Depois que a lançou à cama, a religiosa leu a carta, e disse a uma noviça que vinha entrando:

— Quando assim se amam duas criaturas, a vontade de Deus está nesse amor: tudo que os homens fizerem contra ele é um sacrilégio, é um atentado contra os desígnios do Altíssimo.

A noviça, depositária dos segredos de Carlota, leu também a carta, e foi sentar-se à cabeceira do leito, encostando ao seio a face desmaiada da sua amiga.

Os sentidos de Carlota restauraram-se espavoridos. Tremia toda, e fitava com espasmo e assombro o rosto lagrimoso de Doroteia.

— Chora, chora, Carlotinha — disse a noviça, dando-lhe o exemplo, e acariciando-a com beijos.

— Se eu pudesse chorar... — balbuciou Carlota, encolhendo-se em tremuras de frio entre os braços de Doroteia.

— E, se ele morresse, não sofrerias mais, menina?!

Carlota fitou-a espantada, e disse com voz rouca pela sufocação:

— Se ele morresse... quem?... pois sabes...

— Sei; li a carta, e tua tia também a leu, e chorou. Eu não acho razão bastante para sucumbires assim.

— Eu não sucumbo... se sucumbisse, estava morta... Ainda vivo; mas, Doroteia, eu creio que morro, e morro brevemente...

— Arrepende-te, alma de pouca fé! — disse a tia, mostrando a sua nobre fronte de cabelos brancos, coberta com o majestoso véu negro, por entre os cortinados do leito. — Que falas aí em morrer, criança! Vida, muita vida, e muita confiança em Deus, e esperança em dias melhores, é o que te ensina esta carta, mulher sem ânimo. Vamos lê-la de novo: sou eu que a leio, e veremos se o coração de uma velha sabe melhor que a moça entender o coração de um mancebo.

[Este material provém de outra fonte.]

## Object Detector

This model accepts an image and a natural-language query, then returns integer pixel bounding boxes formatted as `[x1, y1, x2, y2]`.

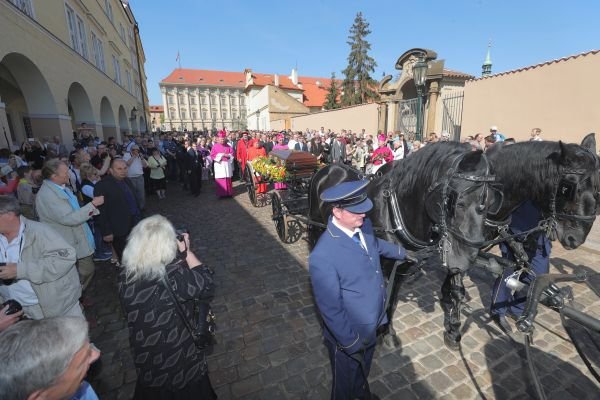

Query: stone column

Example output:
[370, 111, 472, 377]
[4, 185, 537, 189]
[29, 114, 73, 145]
[423, 81, 441, 137]
[0, 99, 12, 149]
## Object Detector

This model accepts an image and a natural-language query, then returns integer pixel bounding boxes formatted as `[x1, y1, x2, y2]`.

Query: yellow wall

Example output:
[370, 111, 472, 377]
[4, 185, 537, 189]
[461, 52, 600, 143]
[0, 0, 149, 148]
[291, 103, 379, 134]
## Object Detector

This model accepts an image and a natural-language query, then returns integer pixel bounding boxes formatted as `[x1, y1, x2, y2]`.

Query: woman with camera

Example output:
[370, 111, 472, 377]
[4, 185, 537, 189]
[119, 215, 216, 400]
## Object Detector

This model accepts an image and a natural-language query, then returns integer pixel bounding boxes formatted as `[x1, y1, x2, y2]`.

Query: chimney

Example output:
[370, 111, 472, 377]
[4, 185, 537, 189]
[244, 68, 254, 87]
[290, 68, 298, 85]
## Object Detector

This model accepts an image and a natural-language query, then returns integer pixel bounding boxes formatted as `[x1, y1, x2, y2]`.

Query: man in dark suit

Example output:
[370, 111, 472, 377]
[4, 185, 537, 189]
[94, 158, 142, 260]
[308, 180, 406, 400]
[184, 140, 204, 197]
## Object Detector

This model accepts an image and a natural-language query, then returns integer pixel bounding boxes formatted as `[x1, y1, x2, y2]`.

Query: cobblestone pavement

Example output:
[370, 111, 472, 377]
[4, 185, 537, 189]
[86, 183, 600, 400]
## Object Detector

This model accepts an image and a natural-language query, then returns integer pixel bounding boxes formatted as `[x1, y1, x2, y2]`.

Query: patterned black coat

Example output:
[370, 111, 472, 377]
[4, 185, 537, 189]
[119, 260, 214, 390]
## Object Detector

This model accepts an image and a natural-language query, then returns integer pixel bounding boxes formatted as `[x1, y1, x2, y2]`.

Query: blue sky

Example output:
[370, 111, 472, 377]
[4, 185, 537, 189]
[130, 0, 600, 104]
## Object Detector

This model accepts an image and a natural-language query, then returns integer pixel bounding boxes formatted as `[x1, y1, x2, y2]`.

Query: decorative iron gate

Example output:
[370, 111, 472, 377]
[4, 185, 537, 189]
[396, 98, 423, 141]
[442, 91, 465, 141]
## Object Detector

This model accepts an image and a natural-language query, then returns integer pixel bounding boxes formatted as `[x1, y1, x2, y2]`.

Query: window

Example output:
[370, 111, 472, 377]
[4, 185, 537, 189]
[92, 32, 106, 72]
[119, 22, 127, 44]
[65, 4, 81, 53]
[125, 70, 133, 93]
[113, 54, 121, 85]
[11, 0, 33, 18]
[104, 0, 114, 23]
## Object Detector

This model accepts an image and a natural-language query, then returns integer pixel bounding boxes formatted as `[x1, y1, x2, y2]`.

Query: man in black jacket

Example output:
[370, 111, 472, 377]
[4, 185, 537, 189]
[184, 140, 203, 197]
[94, 158, 142, 260]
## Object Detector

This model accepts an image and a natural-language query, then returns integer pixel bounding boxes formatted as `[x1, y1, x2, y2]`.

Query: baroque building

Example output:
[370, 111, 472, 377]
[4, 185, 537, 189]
[159, 68, 341, 131]
[159, 68, 246, 131]
[0, 0, 149, 146]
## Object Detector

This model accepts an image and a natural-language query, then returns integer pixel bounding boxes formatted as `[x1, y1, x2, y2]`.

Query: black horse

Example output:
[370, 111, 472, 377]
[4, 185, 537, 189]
[486, 133, 600, 250]
[308, 142, 499, 348]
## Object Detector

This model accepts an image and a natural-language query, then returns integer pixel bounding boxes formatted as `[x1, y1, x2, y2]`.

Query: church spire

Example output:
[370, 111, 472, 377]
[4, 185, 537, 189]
[481, 40, 492, 77]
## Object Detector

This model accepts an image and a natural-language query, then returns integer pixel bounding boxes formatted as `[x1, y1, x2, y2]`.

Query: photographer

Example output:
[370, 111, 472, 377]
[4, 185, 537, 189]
[0, 196, 83, 319]
[123, 144, 148, 210]
[90, 142, 111, 176]
[119, 215, 216, 400]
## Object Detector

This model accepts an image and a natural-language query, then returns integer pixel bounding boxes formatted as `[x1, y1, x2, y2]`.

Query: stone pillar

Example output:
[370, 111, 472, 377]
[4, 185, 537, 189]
[29, 114, 73, 148]
[423, 81, 441, 137]
[386, 100, 399, 133]
[373, 101, 388, 135]
[0, 99, 12, 149]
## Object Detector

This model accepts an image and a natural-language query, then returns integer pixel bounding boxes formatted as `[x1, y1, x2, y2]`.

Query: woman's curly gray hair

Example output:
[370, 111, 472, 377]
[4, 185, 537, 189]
[122, 215, 177, 282]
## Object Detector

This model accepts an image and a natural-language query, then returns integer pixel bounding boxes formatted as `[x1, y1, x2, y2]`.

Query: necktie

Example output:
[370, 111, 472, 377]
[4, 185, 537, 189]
[352, 232, 365, 250]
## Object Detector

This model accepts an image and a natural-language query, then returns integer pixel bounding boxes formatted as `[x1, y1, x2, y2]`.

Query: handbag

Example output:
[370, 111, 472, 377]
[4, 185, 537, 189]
[162, 278, 216, 350]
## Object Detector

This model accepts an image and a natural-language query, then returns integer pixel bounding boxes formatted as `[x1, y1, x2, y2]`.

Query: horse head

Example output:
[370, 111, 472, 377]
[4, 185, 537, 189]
[548, 133, 600, 249]
[425, 145, 502, 270]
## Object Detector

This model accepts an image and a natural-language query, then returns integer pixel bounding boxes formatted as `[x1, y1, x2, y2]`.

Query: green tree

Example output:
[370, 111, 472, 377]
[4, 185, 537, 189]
[342, 12, 379, 106]
[323, 72, 340, 110]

D. Rufina, sorrindo com fagueira graça, abriu a carta, sentou-se na cama de Carlota, e acompanhou a leitura com suas glosas, não deixando sem elas a menor frase esperançosa.

A respiração profunda de Carlota, o convulsivo soluçar, o gemido indomável que lhe fugia em agudíssimos ais, interromperam, muitas vezes, a leitora. Era então que as consoladoras anotações de Rufina, e o assentimento da noviça, redobravam de persuasiva eloquência, capaz de maravilhar as freiras, que supuseram sempre estranha à linguagem das paixões a austera religiosa.

Terminada a leitura, soror Rufina, descontente com o insensível resultado das suas consolações, apelou para o influxo sobre-humano da religião.

— Venham cá ambas — disse ela —, vamos todas três pedir de joelhos ao Senhor, que leve e traga a porto de salvamento o nosso Francisco.

— Sim, sim! — exclamou Carlota Ângela, saltando do leito, e seguindo-a com passos vacilantes.

Ajoelharam, e oraram afervoradamente. Seria difícil estremar entre as três qual era delas a que pedia a Deus o salvamento do amante: tal era a devoção de todas.

— Agora respiremos! — disse, terminada a reza, a freira. — Hás-de vê-lo, hás-de ser sua esposa, minha Carlota.

Nas grandes agonias, qualquer esperança exalta a crença em agouros, em presságios, em superstições até. Carlota, pensando que sua tia recebera a suprema graça da revelação, exclamou com alegria e transporte:

— Que foi, minha tia? Disse-lho Deus?

— Deus, filha, não fala a criaturas tão pecadoras e indignas como tua tia; mas consente que se possa contar com os efeitos da sua divina misericórdia. Tudo o que se pede ao Senhor, com humildade e justiça, consegue-se.